Visiting Researcher: Dr. Kaberi Gayen

 

Dr Kaberi Gayen (PhD from the Business School) has been awarded a Royal Society of Edinburgh Open Exchange Travel Grant to return to Edinburgh and Napier for one month to further her research on social networks. Kaberi is a visiting researcher with the ERI and has conducted research on contraception acceptance and the use of health services in rural Bangladesh, drug users in Bangladesh and the employability of those aged over 50 in Edinburgh. As part of the award she has been invited to give seminars to the Global Public Health and Policy Unit at the University of Edinburgh and to the School of Geography and the Social Dimensions of Health Institute Universities of Dundee and St Andrews. The subject of the seminars was “using links at the basic data in social science”.

 

 Dr. Kaberi Gayen

 

Conventionally, in social science, analysis is based on the attributes of the sample unit, normally, the actor.

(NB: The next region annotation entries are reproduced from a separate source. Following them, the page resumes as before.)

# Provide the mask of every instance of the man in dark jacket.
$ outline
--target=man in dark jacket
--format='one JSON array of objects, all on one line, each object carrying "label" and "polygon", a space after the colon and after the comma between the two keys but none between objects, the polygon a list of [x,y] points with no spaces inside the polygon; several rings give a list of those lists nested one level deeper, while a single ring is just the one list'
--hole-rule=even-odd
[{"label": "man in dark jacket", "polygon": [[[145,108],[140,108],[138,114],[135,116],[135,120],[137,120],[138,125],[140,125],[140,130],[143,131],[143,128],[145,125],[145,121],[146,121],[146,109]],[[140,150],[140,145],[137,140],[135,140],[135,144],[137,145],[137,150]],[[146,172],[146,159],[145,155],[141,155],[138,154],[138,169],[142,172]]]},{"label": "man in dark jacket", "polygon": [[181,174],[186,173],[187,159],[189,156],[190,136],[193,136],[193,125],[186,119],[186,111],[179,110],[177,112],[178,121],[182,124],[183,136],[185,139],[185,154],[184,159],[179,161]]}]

The methods appropriate to attribute data are those of variable analysis, whereby attributes are measured as values of particular variables (income, occupation, education etc.). Here an alternative is forwarded: that of the contacts, ties and links, the group attachments and meetings, which relate one agent to another and so cannot be reduced to the properties of the individual agents themselves. Relations are not the properties of agents, but of systems of agents; these relations connect pairs of agents into larger relational systems. The methods appropriate to relational data are those of network analysis, whereby the relations are treated as expressing the linkages which run between agents. This allows the position of the person (actor) in their social web to be represented and can take account on the influences on that individual emanating from those whom they are connected with.

 

In this presentation the application of this approach is exemplified by, mainly, a research conducted on women in sampled villages in rural Bangladesh. The purpose of the research was to understand the nature of the influences on the likelihood of using contraception and in accessing professional care facilities. In this presentation the whole processes of the investigation is presented. This allows one to more effectively understand how peer-pressure and local economic change influences the individual both directly and through their web of contacts. From this frame of analysis it is shown that not being in a central position leaves one more exposed to missing key health information. Another important outcome is to demonstrate how strata in society might accelerate change or impede change. Examples have been drawn also from a recent research on drug users of slums in Dhaka city and the social networks of older workers in Edinburgh local job market.

 

Kaberi is currently an associate professor in Mass Communication and Journalism at the University of Dhaka in Bangladesh.